Clare Hemmings is Professor of Feminist Theory at the London School of Economics and Political Science. In 2025, Clare gave the opening lecture for the conference, Mobilizing Affect – Affective Mobilization, at the Institute for Cultural Inquiry in Berlin.

Nicky Böhm is the Director of Hejmo and Vice-Chair of lilipad, two Berlin-based nonprofits that create community for people on the move through social art projects. Her work sits at the intersection of education, collective care, and organising, with a focus on creative storytelling, co-authorship, and advocacy.

Andy Vantino is a journalist from Berlin. Born and raised in the GDR, German Democratic Republic, his formative childhood years were lived under dictatorship. Since 2023, he has been documenting state violence against voices of resistance and Palestine solidarity in Germany.

Nora Heidorn is a practice-based post-doctoral researcher in the Department of Cultural and Literary Studies at the University of Vienna. Her project, Being Horizontal, examines imagery of reclined and inclined bodies that contest ideals of the singular, upright, able-bodied white man gazing forward. 

Tamar Novick* is an assistant professor of the history of technology at the Technical University of Munich. Her book, Milk and Honey: Technologies of Plenty in the Making of a Holy Land, was published in 2023 by MIT Press, and won the 2024 George Perkins Marsh Prize for best book in environmental history.

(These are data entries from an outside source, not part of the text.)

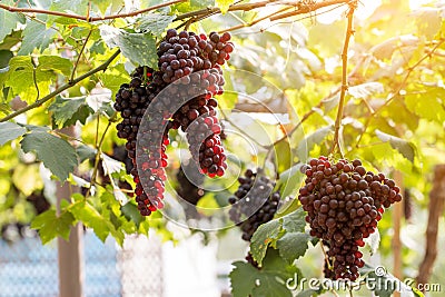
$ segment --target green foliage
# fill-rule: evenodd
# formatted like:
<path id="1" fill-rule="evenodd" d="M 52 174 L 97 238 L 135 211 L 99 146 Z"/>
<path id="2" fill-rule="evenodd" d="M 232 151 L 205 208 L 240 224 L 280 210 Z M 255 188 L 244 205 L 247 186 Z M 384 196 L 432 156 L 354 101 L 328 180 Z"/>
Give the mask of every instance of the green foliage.
<path id="1" fill-rule="evenodd" d="M 36 217 L 31 228 L 39 230 L 40 239 L 44 245 L 58 236 L 68 240 L 73 222 L 75 218 L 70 212 L 62 211 L 60 216 L 57 216 L 56 210 L 50 209 Z"/>
<path id="2" fill-rule="evenodd" d="M 0 122 L 0 146 L 13 140 L 27 132 L 23 127 L 13 122 Z"/>
<path id="3" fill-rule="evenodd" d="M 277 248 L 280 256 L 291 264 L 303 256 L 308 248 L 310 236 L 304 232 L 306 214 L 301 208 L 274 220 L 270 220 L 256 230 L 251 238 L 250 253 L 254 259 L 261 265 L 269 246 Z M 291 247 L 298 245 L 293 249 Z"/>
<path id="4" fill-rule="evenodd" d="M 100 34 L 109 48 L 119 47 L 122 55 L 135 65 L 157 68 L 156 40 L 150 33 L 130 33 L 102 24 Z"/>
<path id="5" fill-rule="evenodd" d="M 13 95 L 32 102 L 49 93 L 49 87 L 57 80 L 58 73 L 69 76 L 71 69 L 71 61 L 58 56 L 40 56 L 37 60 L 14 57 L 9 61 L 3 87 L 10 87 Z"/>
<path id="6" fill-rule="evenodd" d="M 234 297 L 293 296 L 286 281 L 297 275 L 298 269 L 284 261 L 275 249 L 267 250 L 263 269 L 244 261 L 234 263 L 234 266 L 229 276 Z"/>
<path id="7" fill-rule="evenodd" d="M 52 120 L 57 128 L 76 125 L 77 121 L 85 123 L 87 118 L 95 112 L 86 101 L 87 97 L 62 98 L 56 97 L 56 101 L 48 108 L 52 111 Z"/>
<path id="8" fill-rule="evenodd" d="M 62 181 L 77 166 L 73 147 L 67 140 L 46 131 L 27 133 L 20 143 L 24 152 L 34 151 L 37 158 Z"/>

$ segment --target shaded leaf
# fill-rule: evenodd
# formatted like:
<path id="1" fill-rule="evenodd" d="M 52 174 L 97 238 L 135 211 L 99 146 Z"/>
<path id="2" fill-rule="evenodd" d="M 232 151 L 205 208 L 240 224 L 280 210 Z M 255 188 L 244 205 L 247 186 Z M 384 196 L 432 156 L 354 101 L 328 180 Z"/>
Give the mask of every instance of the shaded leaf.
<path id="1" fill-rule="evenodd" d="M 414 162 L 414 156 L 416 151 L 413 142 L 382 132 L 378 129 L 375 131 L 375 133 L 382 141 L 388 141 L 394 149 L 397 149 L 406 159 Z"/>
<path id="2" fill-rule="evenodd" d="M 285 234 L 277 241 L 277 248 L 279 256 L 293 264 L 296 259 L 304 256 L 308 248 L 307 242 L 310 240 L 310 236 L 305 232 L 288 232 Z"/>
<path id="3" fill-rule="evenodd" d="M 294 212 L 284 216 L 283 219 L 283 229 L 287 232 L 303 232 L 306 226 L 306 211 L 303 210 L 303 207 L 298 208 Z"/>
<path id="4" fill-rule="evenodd" d="M 303 164 L 294 165 L 279 175 L 277 187 L 280 188 L 281 197 L 286 198 L 297 192 L 301 181 L 305 179 L 305 175 L 300 172 L 301 166 Z"/>
<path id="5" fill-rule="evenodd" d="M 319 128 L 312 135 L 305 137 L 305 139 L 303 139 L 297 147 L 298 159 L 306 160 L 309 151 L 314 148 L 314 146 L 319 145 L 332 132 L 334 132 L 334 126 L 329 125 Z"/>
<path id="6" fill-rule="evenodd" d="M 1 1 L 2 4 L 14 6 L 11 0 Z M 13 29 L 17 23 L 23 22 L 24 17 L 19 13 L 9 12 L 6 9 L 0 9 L 0 41 L 2 41 Z"/>
<path id="7" fill-rule="evenodd" d="M 256 269 L 248 263 L 237 261 L 233 264 L 230 273 L 231 294 L 234 297 L 291 297 L 286 287 L 288 279 L 298 275 L 298 268 L 284 261 L 278 251 L 268 249 L 264 266 Z"/>
<path id="8" fill-rule="evenodd" d="M 266 250 L 269 244 L 279 238 L 280 231 L 280 219 L 274 219 L 263 224 L 255 231 L 254 236 L 251 237 L 250 253 L 259 265 L 263 263 L 263 259 L 266 256 Z"/>
<path id="9" fill-rule="evenodd" d="M 156 40 L 150 33 L 129 33 L 110 26 L 100 26 L 100 34 L 109 48 L 119 47 L 131 62 L 151 68 L 158 67 Z"/>
<path id="10" fill-rule="evenodd" d="M 375 82 L 375 81 L 365 82 L 348 88 L 348 93 L 354 98 L 367 98 L 373 93 L 383 91 L 384 91 L 383 85 L 380 82 Z"/>
<path id="11" fill-rule="evenodd" d="M 235 0 L 215 0 L 216 6 L 221 10 L 222 13 L 226 13 L 230 4 L 234 2 Z"/>
<path id="12" fill-rule="evenodd" d="M 66 180 L 77 166 L 76 150 L 71 145 L 53 135 L 34 131 L 21 140 L 24 152 L 34 151 L 37 158 L 60 180 Z"/>
<path id="13" fill-rule="evenodd" d="M 27 129 L 14 122 L 0 122 L 0 146 L 27 132 Z"/>
<path id="14" fill-rule="evenodd" d="M 149 13 L 137 20 L 136 29 L 142 32 L 151 32 L 154 36 L 160 37 L 175 18 L 175 16 Z"/>

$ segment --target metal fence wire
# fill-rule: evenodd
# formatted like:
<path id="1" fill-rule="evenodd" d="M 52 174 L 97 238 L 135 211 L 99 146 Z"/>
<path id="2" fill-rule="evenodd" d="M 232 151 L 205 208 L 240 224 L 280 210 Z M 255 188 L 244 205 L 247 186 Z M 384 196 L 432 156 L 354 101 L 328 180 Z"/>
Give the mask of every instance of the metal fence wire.
<path id="1" fill-rule="evenodd" d="M 123 248 L 113 239 L 83 237 L 86 297 L 162 297 L 161 244 L 156 237 L 130 236 Z M 38 237 L 0 239 L 0 297 L 59 296 L 57 241 Z"/>

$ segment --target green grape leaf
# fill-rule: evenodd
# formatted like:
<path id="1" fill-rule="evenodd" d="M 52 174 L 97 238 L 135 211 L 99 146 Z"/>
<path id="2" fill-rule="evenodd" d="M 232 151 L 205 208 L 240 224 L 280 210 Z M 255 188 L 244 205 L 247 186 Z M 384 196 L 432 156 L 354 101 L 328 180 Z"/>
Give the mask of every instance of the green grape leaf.
<path id="1" fill-rule="evenodd" d="M 131 202 L 128 202 L 121 207 L 122 215 L 127 220 L 134 221 L 136 226 L 139 228 L 139 225 L 145 221 L 145 217 L 142 217 L 138 210 L 138 207 Z"/>
<path id="2" fill-rule="evenodd" d="M 394 149 L 397 149 L 406 159 L 414 162 L 416 147 L 413 142 L 385 133 L 378 129 L 375 130 L 375 133 L 382 141 L 389 142 Z"/>
<path id="3" fill-rule="evenodd" d="M 0 122 L 0 146 L 27 132 L 27 129 L 14 122 Z"/>
<path id="4" fill-rule="evenodd" d="M 130 76 L 125 70 L 125 66 L 120 63 L 116 67 L 108 68 L 106 72 L 100 73 L 100 79 L 102 80 L 103 86 L 111 90 L 112 95 L 116 95 L 122 83 L 130 81 Z"/>
<path id="5" fill-rule="evenodd" d="M 310 236 L 304 232 L 287 232 L 277 241 L 279 256 L 293 264 L 296 259 L 304 256 L 308 248 L 307 242 Z"/>
<path id="6" fill-rule="evenodd" d="M 312 135 L 308 135 L 303 139 L 297 147 L 297 157 L 299 160 L 306 160 L 308 154 L 315 145 L 319 145 L 328 135 L 334 132 L 334 126 L 329 125 L 322 127 Z"/>
<path id="7" fill-rule="evenodd" d="M 95 113 L 95 110 L 88 106 L 86 97 L 62 98 L 58 96 L 48 110 L 52 112 L 57 128 L 72 126 L 77 121 L 85 125 L 87 118 Z"/>
<path id="8" fill-rule="evenodd" d="M 274 146 L 275 162 L 277 164 L 278 172 L 283 172 L 291 166 L 291 150 L 289 141 L 286 139 Z"/>
<path id="9" fill-rule="evenodd" d="M 154 36 L 160 37 L 175 18 L 175 16 L 148 13 L 136 21 L 136 29 L 141 32 L 151 32 Z"/>
<path id="10" fill-rule="evenodd" d="M 286 198 L 298 190 L 305 178 L 305 175 L 299 171 L 301 166 L 301 164 L 294 165 L 279 175 L 276 188 L 280 187 L 281 197 Z"/>
<path id="11" fill-rule="evenodd" d="M 234 266 L 229 275 L 234 297 L 293 296 L 286 284 L 288 279 L 294 279 L 299 274 L 298 268 L 283 260 L 277 250 L 273 248 L 267 250 L 261 269 L 243 261 L 234 263 Z"/>
<path id="12" fill-rule="evenodd" d="M 12 0 L 1 1 L 2 4 L 14 6 Z M 0 9 L 0 41 L 2 41 L 17 24 L 24 21 L 24 17 L 19 13 L 9 12 L 8 10 Z"/>
<path id="13" fill-rule="evenodd" d="M 26 196 L 30 196 L 36 190 L 43 189 L 39 165 L 18 164 L 12 174 L 12 182 Z"/>
<path id="14" fill-rule="evenodd" d="M 131 62 L 151 68 L 158 67 L 156 39 L 150 33 L 129 33 L 110 26 L 100 26 L 100 34 L 109 48 L 119 47 Z"/>
<path id="15" fill-rule="evenodd" d="M 83 162 L 87 159 L 91 159 L 96 157 L 96 149 L 80 145 L 76 148 L 76 154 L 79 157 L 79 164 Z"/>
<path id="16" fill-rule="evenodd" d="M 13 57 L 12 51 L 0 50 L 0 69 L 7 68 L 12 57 Z"/>
<path id="17" fill-rule="evenodd" d="M 21 41 L 21 30 L 12 31 L 8 34 L 2 42 L 0 42 L 0 50 L 10 50 L 13 46 Z"/>
<path id="18" fill-rule="evenodd" d="M 62 211 L 60 216 L 57 216 L 55 209 L 49 209 L 32 220 L 31 228 L 39 231 L 40 239 L 44 245 L 57 236 L 68 240 L 73 221 L 75 218 L 70 212 Z"/>
<path id="19" fill-rule="evenodd" d="M 281 227 L 281 219 L 274 219 L 260 225 L 251 237 L 250 253 L 259 265 L 266 256 L 268 246 L 280 237 Z"/>
<path id="20" fill-rule="evenodd" d="M 215 0 L 216 6 L 221 10 L 222 13 L 226 13 L 229 10 L 230 4 L 234 2 L 234 0 Z"/>
<path id="21" fill-rule="evenodd" d="M 105 241 L 110 234 L 110 221 L 106 220 L 91 205 L 86 201 L 78 201 L 69 207 L 76 219 L 83 222 L 88 228 L 92 228 L 96 236 Z"/>
<path id="22" fill-rule="evenodd" d="M 41 52 L 48 48 L 57 31 L 52 28 L 47 28 L 44 23 L 37 21 L 28 21 L 23 30 L 23 40 L 21 42 L 18 55 L 30 55 L 36 48 Z"/>
<path id="23" fill-rule="evenodd" d="M 49 86 L 57 79 L 57 73 L 68 76 L 71 67 L 68 59 L 57 56 L 40 56 L 37 67 L 31 57 L 13 57 L 9 62 L 4 86 L 11 87 L 14 95 L 19 95 L 22 100 L 30 103 L 38 95 L 36 83 L 42 97 L 49 93 Z"/>
<path id="24" fill-rule="evenodd" d="M 48 132 L 28 133 L 20 143 L 24 152 L 34 151 L 37 158 L 62 181 L 78 164 L 73 147 L 67 140 Z"/>

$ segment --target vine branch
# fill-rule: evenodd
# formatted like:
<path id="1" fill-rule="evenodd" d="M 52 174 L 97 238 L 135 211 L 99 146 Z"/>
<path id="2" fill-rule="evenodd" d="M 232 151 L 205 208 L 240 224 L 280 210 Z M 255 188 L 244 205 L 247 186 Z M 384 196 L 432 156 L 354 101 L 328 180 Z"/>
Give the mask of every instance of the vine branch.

Hanan Toukan* is a writer and professor of Middle East Studies and Cultural Studies in Berlin and Cyprus. Hanan’s book, The Politics of Art: Dissent and Cultural Diplomacy in Lebanon, Palestine and Jordan, was published with Stanford University Press in 2021.

*Hanan and Tamar are both founding members of the PJA,
“an Association of Palestinian and Jewish Academics with personal, professional, and institutional ties to Germany and other German-speaking countries. The PJA was organised to counter the development of repressive discourses, policies, and actions related to Palestine/Israel.”
- Association of Palestinian and Jewish Academics.